Socalled „Sleepover“

Socalled Pralinenschachtel der Sorte ‚Wild-feiner Stilmix‘

»Das Leben ist wie eine Pralinenschachtel: Man weiß nie, was als Nächstes kommt«, so eine Lebensweisheit von Forrest Gumps Mutter. Hört man „Sleepover“, den neuesten Streich des Kanadiers Josh Dolgin aka Socalled, kommt einem die Maxime von Mama Gump automatisch in den Sinn. ‚Kindergeburtstag‘ wäre eine andere passende Assoziation. Bunt und kurzweilig wirken die Songs auf „Sleepover“, die Mr. Socalled teilweise schon länger im Repertoire führt.

Das Album ist bereits zwei Jahre alt, wurde aber erst jetzt hierzulande veröffentlicht. Da rappelt die Beatbox, Funk-Bläser fallen ein und Socalled und seine Freunde erzählen seltsame Geschichten. Der Titelsong handelt davon, dass ein Durchschnittstyp mit Hornbrille und Flanellpyjama nachts unsanft von einer Horde feierwütiger Puppen aus dem Schlaf gerissen wird. Die Folge: eine Hausparty der anderen Art.

„Unlvd“ klingt dagegen wie eine Art Hybrid-Version des 1970er- und 1980er Jahre Funk – Prince lässt grüßen. Kein Wunder, denn Fred Wesley, Boban Markovic, The Mighty Sparrow oder Roxanne Shanté spielen auch alle mit und bieten mit dieser Mischung den einen oder anderen Aha- und gleichzeitigen Verfremdungseffekt. Eine  Vorgehensweise, mit der auch Bands wie Animal Collective, das LCD Soundsystem oder Popstars wie Kanye West und Madonna stilistische Anleihen aus jeder Richtung beziehen.

Damit soll nicht Beliebigkeit oder Schielen nach dem Angesagten unterstellt werden, wohl aber programmatische Absicht. Eklektizistisch ist die passende Bezeichnung für diesen Mix aus schwarzer Tanzmusik, Balkan-Bläsern, französischen Rap-Einlagen, Soul, Elektro-Funk und als ‚Topping‘ schräger Humor: eine interessante Mischung bekannter Zutaten.

Josh Dolgin hat ein Händchen für Melodien, allerdings taugen seine Songs wegen des wilden Stilgemischs eher nicht zum Ohrwurm.

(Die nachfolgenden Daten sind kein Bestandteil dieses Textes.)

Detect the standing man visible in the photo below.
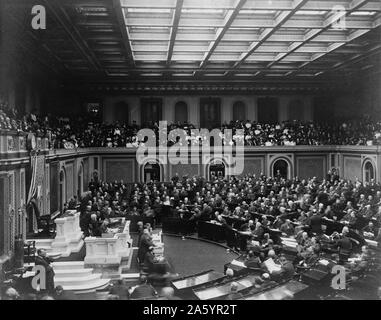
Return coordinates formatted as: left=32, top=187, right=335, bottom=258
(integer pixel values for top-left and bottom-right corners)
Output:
left=35, top=249, right=54, bottom=293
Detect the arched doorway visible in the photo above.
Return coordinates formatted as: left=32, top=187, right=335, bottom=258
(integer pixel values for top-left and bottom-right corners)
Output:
left=143, top=162, right=161, bottom=183
left=288, top=99, right=304, bottom=121
left=114, top=101, right=130, bottom=123
left=59, top=170, right=66, bottom=212
left=77, top=163, right=83, bottom=198
left=175, top=101, right=188, bottom=123
left=209, top=160, right=225, bottom=180
left=233, top=101, right=247, bottom=121
left=272, top=159, right=290, bottom=179
left=363, top=160, right=376, bottom=182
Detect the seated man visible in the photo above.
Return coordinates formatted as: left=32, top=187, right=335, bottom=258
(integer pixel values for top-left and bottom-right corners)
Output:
left=226, top=282, right=243, bottom=300
left=271, top=255, right=295, bottom=281
left=143, top=247, right=155, bottom=273
left=130, top=276, right=157, bottom=300
left=362, top=221, right=378, bottom=240
left=279, top=219, right=294, bottom=237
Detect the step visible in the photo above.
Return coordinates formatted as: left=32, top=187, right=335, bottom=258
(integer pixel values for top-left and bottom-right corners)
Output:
left=24, top=261, right=85, bottom=271
left=120, top=273, right=140, bottom=280
left=58, top=279, right=110, bottom=294
left=53, top=261, right=85, bottom=270
left=30, top=239, right=54, bottom=249
left=54, top=268, right=94, bottom=278
left=54, top=273, right=102, bottom=286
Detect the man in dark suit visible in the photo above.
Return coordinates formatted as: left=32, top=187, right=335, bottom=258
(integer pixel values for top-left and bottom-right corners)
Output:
left=308, top=210, right=321, bottom=234
left=35, top=249, right=54, bottom=293
left=138, top=229, right=154, bottom=263
left=130, top=276, right=157, bottom=300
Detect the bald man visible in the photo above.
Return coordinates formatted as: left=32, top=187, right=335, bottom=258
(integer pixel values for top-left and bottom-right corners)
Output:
left=159, top=287, right=181, bottom=300
left=226, top=282, right=243, bottom=300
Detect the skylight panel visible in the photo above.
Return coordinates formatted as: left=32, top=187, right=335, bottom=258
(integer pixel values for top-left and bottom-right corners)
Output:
left=127, top=8, right=171, bottom=13
left=181, top=9, right=225, bottom=14
left=295, top=10, right=327, bottom=16
left=351, top=11, right=377, bottom=16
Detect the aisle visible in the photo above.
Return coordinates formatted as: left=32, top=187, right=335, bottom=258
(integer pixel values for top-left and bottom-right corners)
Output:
left=163, top=235, right=238, bottom=277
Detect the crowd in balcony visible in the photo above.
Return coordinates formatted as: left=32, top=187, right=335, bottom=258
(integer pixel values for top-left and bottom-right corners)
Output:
left=0, top=103, right=381, bottom=149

Trotzdem setzen sich Melodiefragmente, Textzeilen, hier ein Klarinettensolo, dort eine Fiddle oder ein Funk-Bass beim wiederholten Hören immer fester in den Gehörgängen fest, bis man sich irgendwann erstaunt dabei ertappt, dass man eine seiner Melodien vergnügt vor sich hinbrummt, über „Gummi Bears“ sinniert oder den fröhlichen Rhythmus von „Sleepover“, der ein wenig an Bläser-Bands vom Balkan erinnert, in den zwei linken Beinen spürt. Hat man gerade verstanden, dass „Work with what you got“ eine Einladung zum fröhlichen Anders- oder Man-Selbst-Sein ist, folgt mit „Springhill Mine Desaster“ ein Coversong der Dubliners und damit der Sprung zu folkloristisch angehauchten Canadiana-Klängen, die allerdings mit zurückhaltender Elektronik und Piano-Sounds angereichert sind.

„Sleepover“ ist nichts für die Liebhaber von musikalischem ‚Schniposa‘ (Schnitzel, Pommes, Salat), sondern für entdeckungslustige Hörer, die beim wiederholten Hören immer neue Details entdecken wollen. So entsteht eine Art musikalisches Gesamtkunstwerk aus einer Vielzahl von Zutaten unter reger Beteiligung guter Musiker. Josh Dolgin als Mastermind drängt sich dabei nicht in den Vordergrund, sondern fügt sich in sein Ensemble ein. Das Ergebnis ist moderne Weltmusik. Kurioserweise liefert das Album mit den Titeln 11 bis 17 selbst Remixe der ersten 10 Songs, davon gleich drei teils recht bizarre Versionen des Titelstücks und eine rasant beschleunigte Version von „Unlvd“, die einen atemlos zurücklässt.

Auf den ersten 10 Titeln von „Sleepover“ lädt er zur Pyjama-Party mit Chips, Gummibärchen und Soda, dann schmeißt er kurz die gut geölte Tanzmaschine an. „Sleepover“ ist also tatsächlich eine Art Pralinenschachtel, wobei die Mischung  nicht die ‚Feine Auslese‘ ist, sondern eine  Entdeckungsreise in Neuland. Wer sich darauf einlässt, wird mit Überraschungen musikalischer Art gut bedient.